As the big day approaches, Tracy finds herself becoming attracted to the down-to-earth Mike, and she starts to question her commitment to George. Dexter takes every opportunity to remind Tracy that she is a cold, perfect goddess who demands to be worshipped, and that she cannot tolerate any imperfections in her men. George and Mike pile on the pressure by also pointing out to Tracy all her haughty faults. To deal with her mounting confusion Tracy drinks to excess at the pre-wedding party, which only causes more romantic chaos among the three men now after her heart.

The Broadway play is translated to the screen with stellar casting. Hepburn financially backed the stage production and starred in it, and the movie helped restore her to the front ranks of Hollywood stars. With the suave Grant and ordinary-man Stewart playing to their strengths, The Philadelphia Story never lacks in charisma and star power. The dialogue is passably witty, while Virginia Weidler as Dinah and Ruth Hussey as Elizabeth offer grounded support.
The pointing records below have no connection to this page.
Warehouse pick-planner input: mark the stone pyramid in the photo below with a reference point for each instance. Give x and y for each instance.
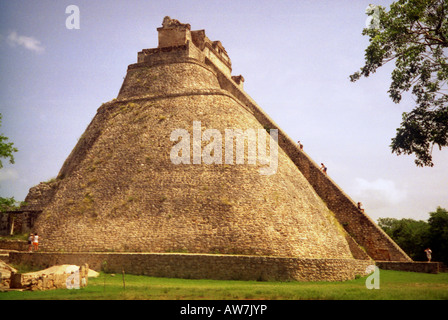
(183, 160)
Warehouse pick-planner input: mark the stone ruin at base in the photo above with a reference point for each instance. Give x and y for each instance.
(119, 190)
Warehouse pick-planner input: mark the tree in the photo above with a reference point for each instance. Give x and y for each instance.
(410, 235)
(6, 148)
(414, 34)
(438, 234)
(6, 151)
(415, 236)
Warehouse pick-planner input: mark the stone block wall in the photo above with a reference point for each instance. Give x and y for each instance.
(359, 226)
(205, 266)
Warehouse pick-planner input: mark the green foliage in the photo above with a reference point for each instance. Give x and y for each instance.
(414, 34)
(6, 148)
(415, 236)
(412, 236)
(9, 204)
(394, 285)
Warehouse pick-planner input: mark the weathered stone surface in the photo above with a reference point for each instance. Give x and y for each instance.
(57, 277)
(119, 190)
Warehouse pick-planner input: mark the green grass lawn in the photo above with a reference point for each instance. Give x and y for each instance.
(394, 285)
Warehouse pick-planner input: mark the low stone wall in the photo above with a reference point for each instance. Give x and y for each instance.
(19, 245)
(204, 266)
(424, 267)
(48, 281)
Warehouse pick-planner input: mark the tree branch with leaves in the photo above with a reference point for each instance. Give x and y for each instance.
(414, 34)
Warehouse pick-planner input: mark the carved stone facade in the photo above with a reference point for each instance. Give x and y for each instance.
(119, 190)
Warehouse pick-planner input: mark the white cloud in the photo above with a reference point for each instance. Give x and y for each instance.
(8, 174)
(378, 193)
(29, 43)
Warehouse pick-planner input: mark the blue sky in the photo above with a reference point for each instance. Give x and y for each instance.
(295, 56)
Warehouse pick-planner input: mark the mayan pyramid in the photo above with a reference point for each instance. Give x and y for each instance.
(139, 180)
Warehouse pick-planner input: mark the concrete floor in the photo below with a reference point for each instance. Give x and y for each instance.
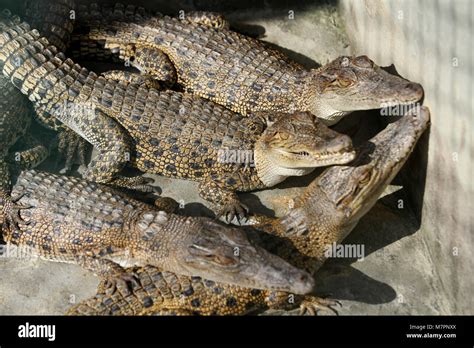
(396, 276)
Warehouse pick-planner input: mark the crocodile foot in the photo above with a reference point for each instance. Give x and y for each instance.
(11, 212)
(167, 204)
(122, 282)
(312, 305)
(234, 210)
(71, 147)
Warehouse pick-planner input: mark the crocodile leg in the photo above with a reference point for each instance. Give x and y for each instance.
(148, 60)
(167, 204)
(71, 147)
(226, 201)
(115, 276)
(209, 19)
(129, 77)
(112, 144)
(30, 158)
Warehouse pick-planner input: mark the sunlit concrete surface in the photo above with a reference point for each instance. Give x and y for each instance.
(409, 266)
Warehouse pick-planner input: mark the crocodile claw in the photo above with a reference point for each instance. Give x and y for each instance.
(295, 223)
(123, 282)
(312, 305)
(234, 210)
(11, 213)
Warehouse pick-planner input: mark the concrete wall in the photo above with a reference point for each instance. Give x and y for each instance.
(431, 42)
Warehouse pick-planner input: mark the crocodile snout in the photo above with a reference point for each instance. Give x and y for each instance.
(341, 143)
(413, 91)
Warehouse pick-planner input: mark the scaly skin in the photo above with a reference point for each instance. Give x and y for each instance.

But director George Cukor is never able to break free of the stage, and the film often bogs down in long-winded, talky scenes which play well on the stage but suffer from lack of energy and animation on the screen. The three leads all deliver their lines with a knowing twinkle in their eye, undermining any cinematic coherence, and the camera placement and actor movements all contribute to the sense of filmed theatre.

The material is too thin and laboured to fully make up for the lack of energy. The story may have played well to the upper classes of the day, but it has aged quite poorly, both as a romance and a comedy. The character's motivations and conversations never come close to being realistic. The fundamental premise of series of guests showing up uninvited, hanging around the bride for hours on end, and unabashedly criticizing her values and behaviour to force an entire personality reassessment hours before the big wedding, just rings hollow. Matters are entirely not helped by an over-dependence on the consumption of gallons alcohol as a transformational plot device.

The 1956 musical remake as High Society dramatically increased the colourful glamour quotient, dispensed with most of the introspection, and allowed the music to unlock the more timeless whimsical ingredients. Although it does glow with star wattage, The Philadelphia Story is unfortunately stuck in time, and on the stage.